And the annual State of Policing report by Her Majesty’s Inspectorate of Constabulary and Fire & Rescue Services revealed that thousands of emergency calls had been held in queues as there were not enough officers to respond to them.
HM chief inspector of constabulary Sir Tom Winsor, who wrote the report, said: “Many of the points in this report are issues we have raised before, and often.
“These issues are becoming more and more urgent.
“The principal of these is the failure to plan properly, compromising public safety and relying on frontline officers desire to ‘get the job done’.”
Mr Winsor said there were “no excuses for the shortcomings I routinely see” and that these “would not be acceptable in many other organisations.”
Labour’s shadow policing minister Louise Haigh said: “With surging violent crime, the independent inspector is sounding the alarm by warning that some forces are so stretched that the lives of vulnerable people are being put at risk.

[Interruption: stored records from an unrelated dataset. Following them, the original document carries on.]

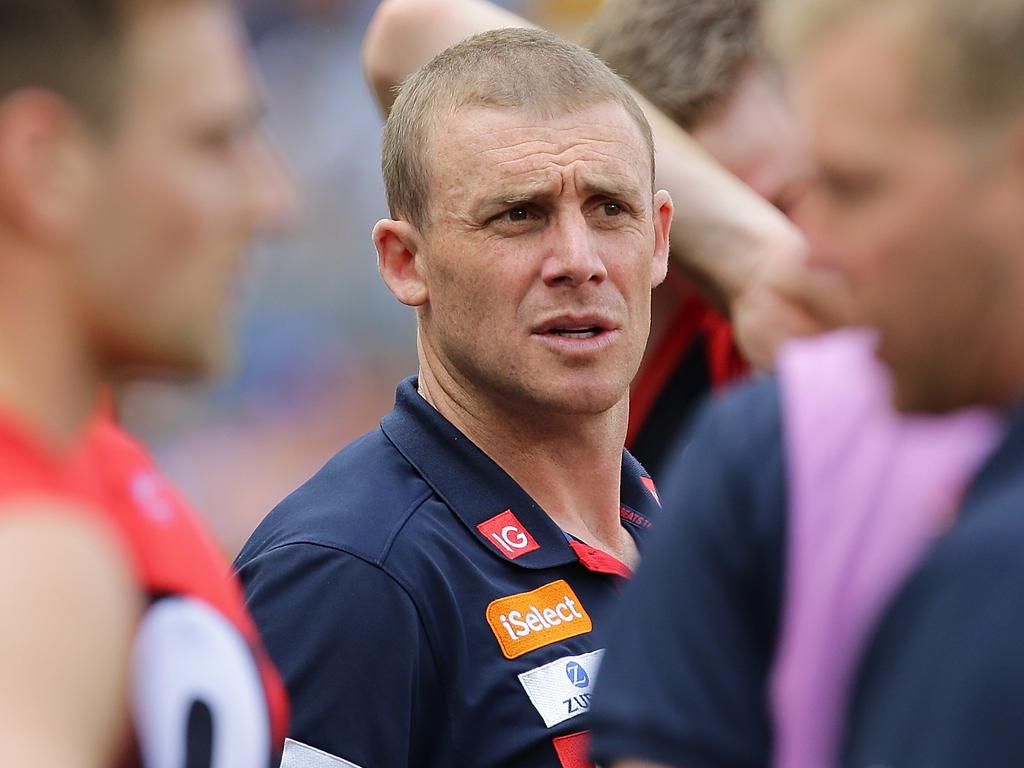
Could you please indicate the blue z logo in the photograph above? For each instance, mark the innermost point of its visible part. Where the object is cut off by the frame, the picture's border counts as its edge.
(577, 675)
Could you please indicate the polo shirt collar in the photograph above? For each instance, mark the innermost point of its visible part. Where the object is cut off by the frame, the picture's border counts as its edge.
(482, 495)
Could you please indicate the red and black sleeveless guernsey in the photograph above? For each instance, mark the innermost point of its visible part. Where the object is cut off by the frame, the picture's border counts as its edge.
(204, 691)
(696, 354)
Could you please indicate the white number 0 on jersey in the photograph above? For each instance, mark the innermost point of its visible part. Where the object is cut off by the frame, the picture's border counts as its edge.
(198, 698)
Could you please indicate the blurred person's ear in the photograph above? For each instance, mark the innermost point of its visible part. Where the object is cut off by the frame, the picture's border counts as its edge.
(47, 165)
(397, 245)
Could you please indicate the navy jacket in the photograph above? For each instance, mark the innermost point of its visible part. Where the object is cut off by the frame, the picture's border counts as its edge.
(425, 611)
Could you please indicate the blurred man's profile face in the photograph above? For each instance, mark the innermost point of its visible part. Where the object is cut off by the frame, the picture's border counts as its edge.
(899, 207)
(181, 185)
(755, 135)
(544, 246)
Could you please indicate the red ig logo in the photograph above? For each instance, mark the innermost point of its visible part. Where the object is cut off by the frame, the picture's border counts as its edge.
(508, 536)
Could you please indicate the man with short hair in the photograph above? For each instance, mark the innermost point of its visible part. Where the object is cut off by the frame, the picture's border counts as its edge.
(132, 175)
(915, 121)
(732, 254)
(702, 65)
(433, 594)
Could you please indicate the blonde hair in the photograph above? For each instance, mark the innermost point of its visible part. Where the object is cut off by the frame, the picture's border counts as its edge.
(503, 69)
(969, 53)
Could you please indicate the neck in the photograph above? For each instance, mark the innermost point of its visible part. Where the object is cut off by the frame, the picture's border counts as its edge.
(46, 379)
(569, 464)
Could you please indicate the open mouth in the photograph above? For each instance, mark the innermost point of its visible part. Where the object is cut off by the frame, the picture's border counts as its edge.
(577, 333)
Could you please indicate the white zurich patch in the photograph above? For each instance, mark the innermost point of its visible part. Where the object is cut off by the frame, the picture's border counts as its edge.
(298, 755)
(561, 689)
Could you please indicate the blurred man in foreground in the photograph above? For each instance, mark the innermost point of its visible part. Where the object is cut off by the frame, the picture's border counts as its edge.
(916, 124)
(132, 176)
(432, 594)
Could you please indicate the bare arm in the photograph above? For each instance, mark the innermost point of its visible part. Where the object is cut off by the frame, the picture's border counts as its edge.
(69, 610)
(734, 246)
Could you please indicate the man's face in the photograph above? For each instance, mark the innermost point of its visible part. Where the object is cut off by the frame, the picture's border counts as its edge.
(903, 208)
(180, 187)
(544, 246)
(755, 136)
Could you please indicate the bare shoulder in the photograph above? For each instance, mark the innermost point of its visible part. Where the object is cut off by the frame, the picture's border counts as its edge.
(70, 605)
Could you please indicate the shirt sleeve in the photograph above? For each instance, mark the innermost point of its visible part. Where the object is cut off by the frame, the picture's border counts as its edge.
(349, 643)
(684, 678)
(941, 684)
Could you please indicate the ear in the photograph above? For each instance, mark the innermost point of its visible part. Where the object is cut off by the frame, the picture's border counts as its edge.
(663, 210)
(397, 244)
(44, 177)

“The police have reached a tipping point where responding to surging levels of violent crime, after eight years of brutal cuts, is becoming almost unmanageable.
“It’s time the Tories finally owned up to the public by admitting that their cuts have left our police at breaking point and put our communities at risk.”
Ms Haigh also pointed to last year’s report, which warned that vulnerable people were at risk of harm while waiting for help from overstretched police forces.